Asia Argento beim Filmfestival Cannes 2018. (picture-alliance/AP/V. le Caer)

Asia Argento beim diesjährigen Filmfestival Cannes

Ein Bericht der "New York Times", demzufolge die italienische Schauspielerin ihren jüngeren Kollegen Jimmy Bennett (22) missbraucht und ihm später Geld gezahlt haben soll, um eine Klage zu vermeiden, sei falsch, sagte Argento laut der italienischen Nachrichtenagentur Ansa am Dienstag (21.08.2018).

Keinerlei sexuelle Beziehung zu Bennett 

"Ich dementiere und weise den Inhalt des von der 'New York Times' veröffentlichten Artikels, der in den internationalen Medien zirkuliert, zurück." Sie sei "zutiefst schockiert" über die "absolut falschen" Nachrichten und sprach von "Verfolgung". Sie habe nie irgendeine Form einer sexuellen Beziehung mit Bennett gehabt, wurde die Italienerin zitiert.

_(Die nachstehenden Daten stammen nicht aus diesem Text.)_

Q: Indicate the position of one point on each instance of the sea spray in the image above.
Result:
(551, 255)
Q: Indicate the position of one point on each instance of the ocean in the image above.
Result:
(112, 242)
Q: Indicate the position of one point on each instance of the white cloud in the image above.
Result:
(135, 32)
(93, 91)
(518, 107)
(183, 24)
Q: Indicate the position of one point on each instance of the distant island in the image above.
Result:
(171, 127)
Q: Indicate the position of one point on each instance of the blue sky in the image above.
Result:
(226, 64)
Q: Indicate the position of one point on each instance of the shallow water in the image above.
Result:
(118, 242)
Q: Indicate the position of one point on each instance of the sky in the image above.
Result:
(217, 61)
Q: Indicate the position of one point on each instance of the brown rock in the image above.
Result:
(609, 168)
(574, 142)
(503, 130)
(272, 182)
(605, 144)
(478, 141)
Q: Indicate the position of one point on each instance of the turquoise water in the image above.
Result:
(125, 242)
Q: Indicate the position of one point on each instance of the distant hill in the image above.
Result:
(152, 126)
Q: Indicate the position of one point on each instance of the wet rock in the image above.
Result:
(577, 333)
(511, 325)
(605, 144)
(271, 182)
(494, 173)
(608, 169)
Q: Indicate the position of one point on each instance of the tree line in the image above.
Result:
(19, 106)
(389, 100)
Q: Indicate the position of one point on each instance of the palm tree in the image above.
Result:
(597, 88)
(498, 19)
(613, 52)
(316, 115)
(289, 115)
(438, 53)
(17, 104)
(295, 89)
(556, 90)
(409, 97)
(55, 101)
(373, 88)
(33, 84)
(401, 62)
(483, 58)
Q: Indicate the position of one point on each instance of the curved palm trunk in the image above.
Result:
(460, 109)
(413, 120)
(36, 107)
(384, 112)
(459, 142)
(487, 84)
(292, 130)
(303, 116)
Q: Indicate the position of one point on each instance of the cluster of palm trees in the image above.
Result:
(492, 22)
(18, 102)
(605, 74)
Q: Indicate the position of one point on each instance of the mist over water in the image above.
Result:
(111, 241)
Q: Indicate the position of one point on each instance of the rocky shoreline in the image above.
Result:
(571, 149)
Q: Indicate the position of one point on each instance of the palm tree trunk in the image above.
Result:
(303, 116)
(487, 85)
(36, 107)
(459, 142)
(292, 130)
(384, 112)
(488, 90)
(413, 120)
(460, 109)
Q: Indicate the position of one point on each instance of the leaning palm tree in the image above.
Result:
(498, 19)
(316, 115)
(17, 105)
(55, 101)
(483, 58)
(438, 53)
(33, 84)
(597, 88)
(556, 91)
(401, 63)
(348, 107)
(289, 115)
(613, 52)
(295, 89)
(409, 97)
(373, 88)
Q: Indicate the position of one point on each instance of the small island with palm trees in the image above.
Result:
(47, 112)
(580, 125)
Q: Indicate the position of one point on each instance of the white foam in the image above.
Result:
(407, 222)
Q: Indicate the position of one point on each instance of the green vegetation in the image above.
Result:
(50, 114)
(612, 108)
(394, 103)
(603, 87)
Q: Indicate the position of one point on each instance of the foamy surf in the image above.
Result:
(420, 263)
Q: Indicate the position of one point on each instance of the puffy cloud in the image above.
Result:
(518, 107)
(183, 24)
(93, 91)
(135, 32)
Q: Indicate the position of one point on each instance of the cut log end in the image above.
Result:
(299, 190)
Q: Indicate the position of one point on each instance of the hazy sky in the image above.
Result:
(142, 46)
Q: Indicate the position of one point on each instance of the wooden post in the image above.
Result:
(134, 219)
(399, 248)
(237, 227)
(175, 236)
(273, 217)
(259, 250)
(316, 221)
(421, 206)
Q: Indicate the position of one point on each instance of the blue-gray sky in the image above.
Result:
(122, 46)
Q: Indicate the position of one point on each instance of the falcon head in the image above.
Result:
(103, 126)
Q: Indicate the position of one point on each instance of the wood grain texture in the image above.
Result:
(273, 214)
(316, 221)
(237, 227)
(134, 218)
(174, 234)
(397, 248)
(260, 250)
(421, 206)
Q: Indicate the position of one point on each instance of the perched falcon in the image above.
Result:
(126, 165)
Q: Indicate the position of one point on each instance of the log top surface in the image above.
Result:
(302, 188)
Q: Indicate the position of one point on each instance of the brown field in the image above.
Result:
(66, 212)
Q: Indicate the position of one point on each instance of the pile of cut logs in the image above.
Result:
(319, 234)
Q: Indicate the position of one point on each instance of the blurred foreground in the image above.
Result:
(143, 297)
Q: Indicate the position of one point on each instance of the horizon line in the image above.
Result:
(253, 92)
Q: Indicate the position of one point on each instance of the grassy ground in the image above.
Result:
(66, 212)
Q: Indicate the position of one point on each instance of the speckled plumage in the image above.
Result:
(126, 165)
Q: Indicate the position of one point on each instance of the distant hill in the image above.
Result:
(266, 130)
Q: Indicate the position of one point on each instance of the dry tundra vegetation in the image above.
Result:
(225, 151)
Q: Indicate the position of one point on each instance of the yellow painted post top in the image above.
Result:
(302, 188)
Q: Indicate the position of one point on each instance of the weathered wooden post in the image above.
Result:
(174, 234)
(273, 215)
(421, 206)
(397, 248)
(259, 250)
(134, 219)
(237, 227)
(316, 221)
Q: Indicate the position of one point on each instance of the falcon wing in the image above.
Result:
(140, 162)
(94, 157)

Bennett hatte 2004 in dem Film "The Heart Is Deceitful Above All Things" Argentos Sohn gespielt. Die "New York Times" hatte berichtet, Argento habe Bennett in Kalifornien missbraucht, als er 17 und sie 37 Jahre alt war. In dem Bundesstaat sind sexuelle Handlungen mit Unter-18-Jährigen strafbar.

Filmstill - The Heart Is Deceitful Above All Things mit Asia Argento und Jimmy Bennett (picture-alliance/Everett Collection/Palm Pictures)

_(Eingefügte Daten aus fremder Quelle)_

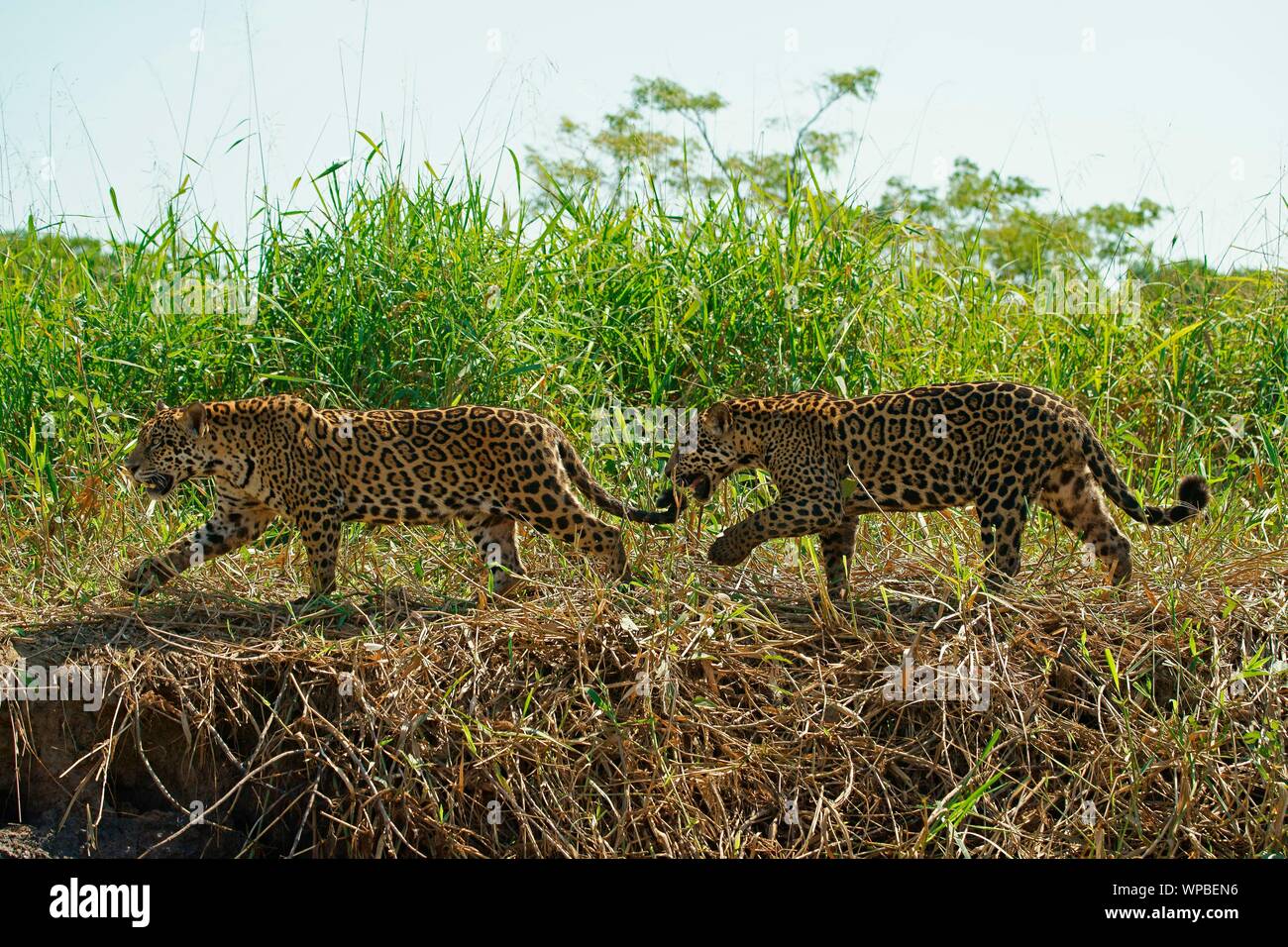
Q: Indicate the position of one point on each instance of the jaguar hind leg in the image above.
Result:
(1073, 497)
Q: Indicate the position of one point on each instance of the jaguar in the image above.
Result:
(489, 468)
(993, 445)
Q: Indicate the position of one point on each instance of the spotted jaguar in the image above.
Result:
(485, 467)
(993, 445)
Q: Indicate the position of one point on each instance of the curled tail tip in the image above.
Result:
(1194, 492)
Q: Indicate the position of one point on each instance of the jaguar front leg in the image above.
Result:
(837, 548)
(233, 525)
(791, 514)
(321, 534)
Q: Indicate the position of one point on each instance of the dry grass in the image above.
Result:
(691, 716)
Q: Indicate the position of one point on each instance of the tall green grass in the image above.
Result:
(432, 294)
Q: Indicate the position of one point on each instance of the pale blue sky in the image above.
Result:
(1096, 101)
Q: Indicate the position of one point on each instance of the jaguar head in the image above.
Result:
(704, 455)
(171, 447)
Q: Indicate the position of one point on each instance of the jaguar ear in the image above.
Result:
(194, 419)
(720, 419)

Kinderstar Jimmy Bennent (Mitte) mit Film-Mutter Asia Argento im Kinofilm "The Heart is Deceitful Above All" (2004)

Jahre später habe Bennett 3,5 Millionen Dollar von Argento gefordert, in diesem Frühjahr hätten sie sich auf 380.000 Dollar (rund 330.000 Euro) geeinigt. Die schriftliche Forderung Bennetts und die anschließende Einigung mit Argentos Anwälten seien Teil einer Reihe von Dokumenten, die eine nicht identifizierte Quelle per verschlüsselter E-Mail an die "New York Times" geschickt habe, schrieb die Zeitung. Drei mit der Sache vertraute Personen sollen die Echtheit der Dokumente bestätigt haben.

Von #MeToo zu #SheToo? 

Auf Anfragen der Nachrichtenagentur dpa reagierten zunächst weder Argento noch Bennett oder ihre Sprecher und Anwälte. Auch die Polizei in Los Angeles befasst sich mit dem Fall. Man versuche, das mutmaßliche Opfer zu kontaktieren, um mögliche kriminelle Anschuldigungen angemessen zu dokumentieren.

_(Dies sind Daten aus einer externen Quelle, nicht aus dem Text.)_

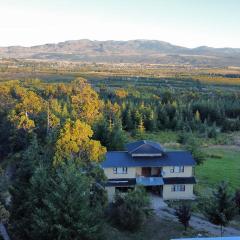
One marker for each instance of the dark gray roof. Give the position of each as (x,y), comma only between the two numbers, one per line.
(171,158)
(143,146)
(180,180)
(120,182)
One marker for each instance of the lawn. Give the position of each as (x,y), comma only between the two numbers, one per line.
(223,163)
(154,229)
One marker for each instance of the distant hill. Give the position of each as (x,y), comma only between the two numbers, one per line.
(133,51)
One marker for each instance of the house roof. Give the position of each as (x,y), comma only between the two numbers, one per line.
(144,147)
(121,182)
(171,158)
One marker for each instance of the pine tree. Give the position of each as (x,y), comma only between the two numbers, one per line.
(237,199)
(141,128)
(183,213)
(197,116)
(61,205)
(220,208)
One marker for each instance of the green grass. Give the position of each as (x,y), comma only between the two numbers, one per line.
(223,164)
(154,229)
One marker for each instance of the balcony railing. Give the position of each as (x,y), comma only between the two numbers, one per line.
(149,181)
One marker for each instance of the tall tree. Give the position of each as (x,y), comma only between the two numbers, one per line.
(183,213)
(220,208)
(74,142)
(61,204)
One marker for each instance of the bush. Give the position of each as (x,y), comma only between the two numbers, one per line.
(130,210)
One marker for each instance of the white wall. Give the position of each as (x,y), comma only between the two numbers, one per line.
(187,194)
(188,172)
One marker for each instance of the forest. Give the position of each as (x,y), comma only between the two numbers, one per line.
(54,133)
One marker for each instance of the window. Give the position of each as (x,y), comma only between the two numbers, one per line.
(177,169)
(122,170)
(178,188)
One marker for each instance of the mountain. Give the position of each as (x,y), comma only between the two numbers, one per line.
(132,51)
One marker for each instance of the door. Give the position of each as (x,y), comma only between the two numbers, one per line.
(146,172)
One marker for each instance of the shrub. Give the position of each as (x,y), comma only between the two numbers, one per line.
(130,210)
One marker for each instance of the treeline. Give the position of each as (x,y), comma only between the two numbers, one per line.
(46,140)
(153,109)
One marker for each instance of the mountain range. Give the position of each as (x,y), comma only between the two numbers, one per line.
(132,51)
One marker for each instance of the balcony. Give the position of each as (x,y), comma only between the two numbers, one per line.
(149,181)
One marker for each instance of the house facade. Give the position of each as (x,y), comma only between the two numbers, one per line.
(170,174)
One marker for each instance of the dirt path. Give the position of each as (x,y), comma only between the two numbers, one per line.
(197,223)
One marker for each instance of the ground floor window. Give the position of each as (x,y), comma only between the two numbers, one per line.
(122,170)
(123,189)
(178,188)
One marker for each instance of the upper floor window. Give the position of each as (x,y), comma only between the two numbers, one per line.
(177,169)
(178,188)
(122,170)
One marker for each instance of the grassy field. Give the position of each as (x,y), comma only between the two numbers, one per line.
(154,229)
(223,163)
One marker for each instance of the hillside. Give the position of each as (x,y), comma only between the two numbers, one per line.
(133,51)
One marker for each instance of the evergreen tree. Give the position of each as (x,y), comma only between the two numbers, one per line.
(20,210)
(237,199)
(220,208)
(183,213)
(61,206)
(129,211)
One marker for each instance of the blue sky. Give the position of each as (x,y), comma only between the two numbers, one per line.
(187,23)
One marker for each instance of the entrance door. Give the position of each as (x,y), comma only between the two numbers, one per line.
(146,172)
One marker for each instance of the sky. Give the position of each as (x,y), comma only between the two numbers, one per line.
(188,23)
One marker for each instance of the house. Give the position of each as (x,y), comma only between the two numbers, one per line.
(167,173)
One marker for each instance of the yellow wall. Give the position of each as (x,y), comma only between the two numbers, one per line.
(110,193)
(131,173)
(187,172)
(187,194)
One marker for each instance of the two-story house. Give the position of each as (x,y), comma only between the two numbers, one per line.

Im Herbst vergangenen Jahres gehörte Argento zu den ersten, die Hollywoodproduzent Harvey Weinstein beschuldigten, sie vergewaltigt zu haben. Seitdem forderte sie immer wieder Aufklärung und Verfolgung der Täter sexuellen Missbrauchs. Unter dem Hashtag #MeToo entwickelte sich in den Folgemonaten eine weltweite Bewegung, bei der sich Zehntausende Frauen im Internet als Opfer sexueller Übergriffe zu erkennen gaben. Mittlerweile kursiert bei Twitter der Hashtag #SheToo, der sich auf männliche Opfer und weibliche Täter sexualisierter Gewalt bezieht.

hm/bb (dpa, AFP)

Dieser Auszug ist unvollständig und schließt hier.